Par lettre recommandée avec accusé de réception expédiée le 8 juin 2020, la société [4] a formé un recours devant le Pôle social du tribunal judiciaire de Metz afin de voir infirmer la décision implicite de la commission de recours amiable, évoquant la prorogation des délais de recours entraînée par l'épidémie de Covid-19.
Par décision du 23 juillet 2020, la CRA a rejeté explicitement le recours formé par la société [4].
Par jugement prononcé le 6 juillet 2022, le Pôle social du tribunal judiciaire de Metz a statué de la façon suivante :
Déclare la société [4], recevable en son recours formé à l'encontre de la décision implicite de rejet de la Commission de Recours Amiable près la CPAM de Moselle ;
Déboute la société [4] de son recours ;
Déclare opposable à la société [4] la décision de prise en charge par la CPAM de Moselle, datée du 18 décembre 2019, de la maladie professionnelle « épicondylite gauche » de M. [L] ;
Condamne la société [4], aux entiers frais et dépens ;
Déboute la société [4] de ses demandes présentées au titre de l'article 700 du code de procédure civile ;
Condamne la société [4] à verser à la CPAM de Moselle la somme de 500 euros au titre de l'article 700 du code de procédure civile ;
Ordonne l'exécution provisoire de la décision.
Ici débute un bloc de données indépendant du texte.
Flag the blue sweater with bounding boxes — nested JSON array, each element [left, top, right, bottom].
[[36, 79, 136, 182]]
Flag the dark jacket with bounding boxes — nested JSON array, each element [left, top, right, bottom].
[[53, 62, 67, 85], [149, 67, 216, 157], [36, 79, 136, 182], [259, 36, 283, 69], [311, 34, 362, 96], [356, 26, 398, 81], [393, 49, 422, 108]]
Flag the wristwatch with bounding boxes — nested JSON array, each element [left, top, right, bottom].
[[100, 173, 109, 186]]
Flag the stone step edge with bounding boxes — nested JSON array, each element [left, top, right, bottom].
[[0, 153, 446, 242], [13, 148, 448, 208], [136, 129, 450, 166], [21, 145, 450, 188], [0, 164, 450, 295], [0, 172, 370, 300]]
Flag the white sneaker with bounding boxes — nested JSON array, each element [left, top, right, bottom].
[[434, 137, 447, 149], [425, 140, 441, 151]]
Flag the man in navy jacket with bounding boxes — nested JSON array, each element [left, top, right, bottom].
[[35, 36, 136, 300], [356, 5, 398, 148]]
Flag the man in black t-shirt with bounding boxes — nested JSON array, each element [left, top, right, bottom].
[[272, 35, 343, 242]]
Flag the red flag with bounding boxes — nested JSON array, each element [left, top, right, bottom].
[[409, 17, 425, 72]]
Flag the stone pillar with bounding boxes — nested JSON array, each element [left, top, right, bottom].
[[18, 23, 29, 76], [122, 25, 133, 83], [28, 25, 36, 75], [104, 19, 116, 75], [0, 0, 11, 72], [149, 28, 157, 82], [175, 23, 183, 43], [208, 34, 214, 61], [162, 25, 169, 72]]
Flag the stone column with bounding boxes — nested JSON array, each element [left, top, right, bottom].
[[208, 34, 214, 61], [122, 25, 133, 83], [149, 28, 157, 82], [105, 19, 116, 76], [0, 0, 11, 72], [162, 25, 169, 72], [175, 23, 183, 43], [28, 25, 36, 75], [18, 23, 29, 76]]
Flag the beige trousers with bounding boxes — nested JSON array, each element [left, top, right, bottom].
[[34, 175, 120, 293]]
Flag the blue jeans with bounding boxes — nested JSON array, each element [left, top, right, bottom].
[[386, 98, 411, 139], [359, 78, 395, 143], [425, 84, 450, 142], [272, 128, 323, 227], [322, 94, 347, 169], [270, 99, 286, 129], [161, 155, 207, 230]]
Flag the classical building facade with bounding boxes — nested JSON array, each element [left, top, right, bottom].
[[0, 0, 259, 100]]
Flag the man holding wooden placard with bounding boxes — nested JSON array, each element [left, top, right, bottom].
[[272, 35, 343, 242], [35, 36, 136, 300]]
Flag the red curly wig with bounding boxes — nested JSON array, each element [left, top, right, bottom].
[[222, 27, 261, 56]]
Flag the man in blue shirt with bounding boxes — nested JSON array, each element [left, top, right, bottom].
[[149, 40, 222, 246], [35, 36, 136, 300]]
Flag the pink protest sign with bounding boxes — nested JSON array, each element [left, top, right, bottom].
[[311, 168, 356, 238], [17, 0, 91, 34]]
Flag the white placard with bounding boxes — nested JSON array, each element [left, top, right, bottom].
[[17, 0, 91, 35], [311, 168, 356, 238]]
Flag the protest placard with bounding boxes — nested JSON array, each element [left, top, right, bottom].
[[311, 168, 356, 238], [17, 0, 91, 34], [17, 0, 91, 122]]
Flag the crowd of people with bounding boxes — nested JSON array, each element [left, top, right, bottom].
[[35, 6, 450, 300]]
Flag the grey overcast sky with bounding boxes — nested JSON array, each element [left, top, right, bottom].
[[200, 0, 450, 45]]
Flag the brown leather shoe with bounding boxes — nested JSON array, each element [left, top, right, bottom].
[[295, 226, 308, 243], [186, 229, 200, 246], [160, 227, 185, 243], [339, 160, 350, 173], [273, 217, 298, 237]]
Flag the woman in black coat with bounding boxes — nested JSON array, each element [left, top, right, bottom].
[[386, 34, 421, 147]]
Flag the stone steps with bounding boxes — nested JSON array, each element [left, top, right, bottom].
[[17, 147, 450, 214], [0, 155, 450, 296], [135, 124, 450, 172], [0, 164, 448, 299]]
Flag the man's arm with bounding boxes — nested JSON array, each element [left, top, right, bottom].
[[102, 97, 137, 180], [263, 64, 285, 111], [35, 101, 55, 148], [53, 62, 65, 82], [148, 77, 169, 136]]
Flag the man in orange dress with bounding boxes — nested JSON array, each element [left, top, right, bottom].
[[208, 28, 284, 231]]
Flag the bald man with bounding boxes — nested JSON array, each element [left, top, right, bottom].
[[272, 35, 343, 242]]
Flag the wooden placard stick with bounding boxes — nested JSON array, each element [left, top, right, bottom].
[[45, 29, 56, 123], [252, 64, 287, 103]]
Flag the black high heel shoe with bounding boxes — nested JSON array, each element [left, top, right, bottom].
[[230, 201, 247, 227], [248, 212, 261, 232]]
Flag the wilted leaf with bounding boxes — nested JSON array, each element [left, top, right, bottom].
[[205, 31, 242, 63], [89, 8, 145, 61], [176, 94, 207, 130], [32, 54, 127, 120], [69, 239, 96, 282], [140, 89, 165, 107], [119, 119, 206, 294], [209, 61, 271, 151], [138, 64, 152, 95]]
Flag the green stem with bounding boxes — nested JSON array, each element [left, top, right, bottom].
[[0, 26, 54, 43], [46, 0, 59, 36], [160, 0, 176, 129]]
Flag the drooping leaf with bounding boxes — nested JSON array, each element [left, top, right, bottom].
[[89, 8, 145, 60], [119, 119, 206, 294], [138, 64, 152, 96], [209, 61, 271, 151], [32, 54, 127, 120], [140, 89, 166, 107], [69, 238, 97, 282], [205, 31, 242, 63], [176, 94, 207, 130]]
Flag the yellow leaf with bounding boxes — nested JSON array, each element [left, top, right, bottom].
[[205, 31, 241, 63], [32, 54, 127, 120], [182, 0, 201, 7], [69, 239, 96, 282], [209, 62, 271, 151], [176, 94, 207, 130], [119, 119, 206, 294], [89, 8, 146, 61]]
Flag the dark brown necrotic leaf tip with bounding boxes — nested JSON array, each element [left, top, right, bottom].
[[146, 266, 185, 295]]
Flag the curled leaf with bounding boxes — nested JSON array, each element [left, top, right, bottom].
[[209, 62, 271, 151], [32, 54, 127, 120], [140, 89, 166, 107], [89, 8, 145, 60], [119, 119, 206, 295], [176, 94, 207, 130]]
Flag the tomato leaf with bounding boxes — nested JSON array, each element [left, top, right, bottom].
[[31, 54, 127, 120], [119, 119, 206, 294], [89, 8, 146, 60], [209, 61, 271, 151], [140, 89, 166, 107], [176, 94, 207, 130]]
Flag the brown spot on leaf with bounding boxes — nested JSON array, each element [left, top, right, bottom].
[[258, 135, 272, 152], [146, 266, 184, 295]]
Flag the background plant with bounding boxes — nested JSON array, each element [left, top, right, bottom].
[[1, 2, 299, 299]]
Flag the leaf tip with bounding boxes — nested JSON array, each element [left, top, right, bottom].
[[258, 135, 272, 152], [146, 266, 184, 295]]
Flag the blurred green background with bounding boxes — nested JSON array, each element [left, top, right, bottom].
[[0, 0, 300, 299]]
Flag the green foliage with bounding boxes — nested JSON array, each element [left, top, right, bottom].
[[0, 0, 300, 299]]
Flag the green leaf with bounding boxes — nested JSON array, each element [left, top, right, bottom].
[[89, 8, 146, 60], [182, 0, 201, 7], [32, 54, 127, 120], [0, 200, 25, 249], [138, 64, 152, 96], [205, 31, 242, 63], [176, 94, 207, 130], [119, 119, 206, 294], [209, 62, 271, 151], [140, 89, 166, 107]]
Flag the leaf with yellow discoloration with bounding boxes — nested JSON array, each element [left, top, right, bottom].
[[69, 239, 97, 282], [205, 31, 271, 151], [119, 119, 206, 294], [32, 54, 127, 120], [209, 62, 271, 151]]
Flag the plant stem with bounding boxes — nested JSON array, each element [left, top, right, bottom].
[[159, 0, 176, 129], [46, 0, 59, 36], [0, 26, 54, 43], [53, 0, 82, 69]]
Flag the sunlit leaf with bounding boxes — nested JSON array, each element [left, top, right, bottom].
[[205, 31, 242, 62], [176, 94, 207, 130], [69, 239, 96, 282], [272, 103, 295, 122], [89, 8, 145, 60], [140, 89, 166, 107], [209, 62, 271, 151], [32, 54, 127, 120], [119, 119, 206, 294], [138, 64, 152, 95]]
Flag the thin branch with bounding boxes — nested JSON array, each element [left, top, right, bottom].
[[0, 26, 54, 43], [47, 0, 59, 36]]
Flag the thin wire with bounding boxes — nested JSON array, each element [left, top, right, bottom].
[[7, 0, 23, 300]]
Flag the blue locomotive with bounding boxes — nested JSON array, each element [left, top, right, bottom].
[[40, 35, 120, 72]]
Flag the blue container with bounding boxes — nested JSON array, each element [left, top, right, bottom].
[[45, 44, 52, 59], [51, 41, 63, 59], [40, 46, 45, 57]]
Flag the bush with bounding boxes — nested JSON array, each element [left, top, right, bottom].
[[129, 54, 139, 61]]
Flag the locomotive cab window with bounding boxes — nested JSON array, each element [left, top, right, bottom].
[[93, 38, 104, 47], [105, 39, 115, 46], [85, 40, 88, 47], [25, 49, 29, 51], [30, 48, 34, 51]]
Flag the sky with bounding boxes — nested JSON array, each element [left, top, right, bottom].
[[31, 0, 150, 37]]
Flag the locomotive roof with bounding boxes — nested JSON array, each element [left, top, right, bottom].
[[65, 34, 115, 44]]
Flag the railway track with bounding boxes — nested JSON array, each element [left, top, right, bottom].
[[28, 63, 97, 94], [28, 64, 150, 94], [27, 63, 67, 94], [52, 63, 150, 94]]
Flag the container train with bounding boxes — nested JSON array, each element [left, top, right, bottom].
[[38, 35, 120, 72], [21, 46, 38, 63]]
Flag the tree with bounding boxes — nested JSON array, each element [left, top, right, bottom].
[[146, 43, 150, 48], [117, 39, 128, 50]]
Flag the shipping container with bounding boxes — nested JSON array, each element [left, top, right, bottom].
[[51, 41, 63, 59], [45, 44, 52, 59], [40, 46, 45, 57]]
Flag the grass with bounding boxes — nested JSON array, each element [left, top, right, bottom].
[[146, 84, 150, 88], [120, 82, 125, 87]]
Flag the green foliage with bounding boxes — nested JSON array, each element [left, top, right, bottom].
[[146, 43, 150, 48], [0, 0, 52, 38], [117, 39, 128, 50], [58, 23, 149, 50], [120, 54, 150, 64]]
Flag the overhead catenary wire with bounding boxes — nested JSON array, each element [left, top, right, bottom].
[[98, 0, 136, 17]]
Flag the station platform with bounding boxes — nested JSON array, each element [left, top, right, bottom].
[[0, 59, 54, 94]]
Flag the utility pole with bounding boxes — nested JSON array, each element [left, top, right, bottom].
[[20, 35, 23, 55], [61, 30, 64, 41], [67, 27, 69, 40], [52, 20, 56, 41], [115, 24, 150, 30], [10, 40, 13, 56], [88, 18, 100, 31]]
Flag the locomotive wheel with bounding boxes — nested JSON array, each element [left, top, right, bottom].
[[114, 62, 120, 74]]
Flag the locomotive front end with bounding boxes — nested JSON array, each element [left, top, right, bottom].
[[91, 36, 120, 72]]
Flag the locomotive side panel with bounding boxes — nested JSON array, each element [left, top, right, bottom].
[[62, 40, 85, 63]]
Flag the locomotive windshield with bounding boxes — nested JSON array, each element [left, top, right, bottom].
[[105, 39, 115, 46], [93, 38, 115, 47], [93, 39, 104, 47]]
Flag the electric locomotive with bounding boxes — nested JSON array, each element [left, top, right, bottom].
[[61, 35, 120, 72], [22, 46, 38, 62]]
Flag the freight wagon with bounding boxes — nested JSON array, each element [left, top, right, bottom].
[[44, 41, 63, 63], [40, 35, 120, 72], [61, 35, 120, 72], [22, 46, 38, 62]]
Par lettre recommandée expédiée le 27 juillet 2022, la société [4] a interjeté appel de cette décision.
Par conclusions enregistrées au greffe le 6 mai 2024, soutenues oralement lors de l'audience de plaidoirie par son conseil, la société [4] demande à la cour de :
Infirmer le jugement rendu le 6 juillet 2022 par le tribunal judiciaire de Metz en toutes ses dispositions ;
Et statuant à nouveau,
Déclarer la décision de reconnaissance du 18 décembre 2019 inopposable à la société [4] ;
Condamner la CPAM de Moselle à lui verser la somme de 3 000 euros au titre de l'article 700 du code de procédure civile ;
Condamner la CPAM de Moselle aux entiers dépens ;
Ordonner à la CPAM de Moselle de transmettre à la CARSAT compétente l'arrêt à intervenir afin de rectifier le compte employeur de la société [4].